His pieces were featured in the Ninth Street Show in New York City in 1951, as well as in group exhibitions at renowned galleries such as the Leo Castelli Gallery, the Stable Gallery, and the Tibor de Nagy Gallery, among others. Following the Ninth Street Show, annual invitational exhibitions took place at the Stable Gallery throughout the 1950s. The poster for the second New York Painting and Sculpture Annual at The Stable Gallery in 1953 included an introduction by Clement Greenberg.

 

In the 1960s, Dzubas became affiliated with Color Field painting and Lyrical Abstraction. His participation in the 1964 exhibition "Post-painterly Abstraction," curated by Clement Greenberg, solidified this association. Dzubas maintained a friendship with Clement Greenberg, who introduced him to Jackson Pollock and other artists.

 

As his career progressed, his expansive works, some reaching up to 24 feet wide, adopted a more fluid quality. Over the last three decades of his career, Dzubas held over sixty solo exhibitions worldwide. He was represented by the André Emmerich Gallery and Knoedler Contemporary Arts in New York for more than thirty years. His artworks were showcased in various galleries, including the Anita Shapolsky Gallery and the Jacobson Howard Gallery in New York City.

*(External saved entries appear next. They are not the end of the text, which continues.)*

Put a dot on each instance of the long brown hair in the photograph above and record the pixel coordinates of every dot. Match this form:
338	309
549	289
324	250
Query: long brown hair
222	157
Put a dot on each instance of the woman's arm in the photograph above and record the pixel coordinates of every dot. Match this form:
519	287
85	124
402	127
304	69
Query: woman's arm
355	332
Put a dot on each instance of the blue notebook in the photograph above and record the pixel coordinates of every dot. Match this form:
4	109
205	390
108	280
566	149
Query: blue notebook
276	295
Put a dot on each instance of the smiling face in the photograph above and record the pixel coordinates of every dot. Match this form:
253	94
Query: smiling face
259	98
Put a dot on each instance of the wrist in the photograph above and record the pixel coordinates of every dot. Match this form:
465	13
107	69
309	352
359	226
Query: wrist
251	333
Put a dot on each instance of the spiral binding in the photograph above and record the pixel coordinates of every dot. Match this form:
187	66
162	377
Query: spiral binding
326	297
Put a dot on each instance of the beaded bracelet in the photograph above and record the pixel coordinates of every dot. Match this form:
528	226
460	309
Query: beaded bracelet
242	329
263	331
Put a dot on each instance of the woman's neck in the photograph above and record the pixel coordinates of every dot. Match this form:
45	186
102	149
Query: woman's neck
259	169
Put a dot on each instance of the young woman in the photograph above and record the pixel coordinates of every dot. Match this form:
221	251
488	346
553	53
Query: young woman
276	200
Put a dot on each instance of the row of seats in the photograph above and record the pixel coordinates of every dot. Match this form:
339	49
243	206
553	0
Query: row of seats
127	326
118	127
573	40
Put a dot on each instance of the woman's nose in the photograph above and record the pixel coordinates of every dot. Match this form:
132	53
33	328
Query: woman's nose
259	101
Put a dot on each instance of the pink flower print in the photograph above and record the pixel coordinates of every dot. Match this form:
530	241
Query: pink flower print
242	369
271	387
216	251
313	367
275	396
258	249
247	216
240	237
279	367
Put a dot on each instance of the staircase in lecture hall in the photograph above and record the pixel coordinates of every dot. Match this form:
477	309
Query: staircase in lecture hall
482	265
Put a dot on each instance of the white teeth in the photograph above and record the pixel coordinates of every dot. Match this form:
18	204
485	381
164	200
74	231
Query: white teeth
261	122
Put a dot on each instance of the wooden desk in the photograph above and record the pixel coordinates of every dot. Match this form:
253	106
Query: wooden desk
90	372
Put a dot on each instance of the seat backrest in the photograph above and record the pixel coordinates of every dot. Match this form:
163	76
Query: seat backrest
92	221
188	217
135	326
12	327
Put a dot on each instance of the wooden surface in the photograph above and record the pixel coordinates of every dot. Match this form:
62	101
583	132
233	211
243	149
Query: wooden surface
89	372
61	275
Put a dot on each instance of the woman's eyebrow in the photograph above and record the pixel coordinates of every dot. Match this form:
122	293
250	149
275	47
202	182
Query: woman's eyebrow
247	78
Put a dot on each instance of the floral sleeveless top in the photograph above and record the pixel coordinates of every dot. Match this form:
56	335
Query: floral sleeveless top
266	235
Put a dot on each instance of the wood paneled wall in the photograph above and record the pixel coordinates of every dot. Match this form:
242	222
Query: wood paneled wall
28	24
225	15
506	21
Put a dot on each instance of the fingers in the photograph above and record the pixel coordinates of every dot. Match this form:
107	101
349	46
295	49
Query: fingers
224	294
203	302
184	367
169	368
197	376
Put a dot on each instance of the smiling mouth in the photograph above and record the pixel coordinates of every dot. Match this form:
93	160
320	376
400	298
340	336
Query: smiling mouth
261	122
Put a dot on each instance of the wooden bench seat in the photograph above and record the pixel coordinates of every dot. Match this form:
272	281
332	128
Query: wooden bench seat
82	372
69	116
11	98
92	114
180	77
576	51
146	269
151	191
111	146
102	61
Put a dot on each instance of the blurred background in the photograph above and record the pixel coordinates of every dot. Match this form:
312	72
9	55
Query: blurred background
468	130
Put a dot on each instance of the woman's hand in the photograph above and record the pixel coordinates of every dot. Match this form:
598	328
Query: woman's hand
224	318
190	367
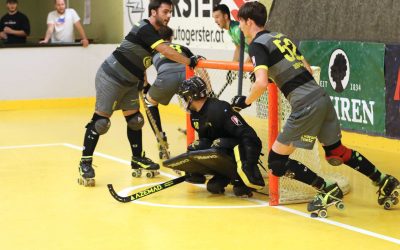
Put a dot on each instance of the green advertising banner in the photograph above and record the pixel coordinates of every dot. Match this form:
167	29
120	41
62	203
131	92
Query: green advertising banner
352	73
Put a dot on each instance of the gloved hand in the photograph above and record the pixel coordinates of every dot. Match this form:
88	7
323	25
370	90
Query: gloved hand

In 1976, he settled in Massachusetts but continued to paint and maintain ties with New York City, where his paintings received regular exhibition exposure.

 

Dzubas' works are included in the collections of prestigious institutions such as The Museum of Modern Art (MoMA), The Solomon R. Guggenheim Museum, The Metropolitan Museum of Art, Hirshhorn Museum and Sculpture Garden, Art Institute of Chicago, San Francisco Museum of Modern Art (SFMOMA), National Gallery of Art, and the Whitney Museum of American Art.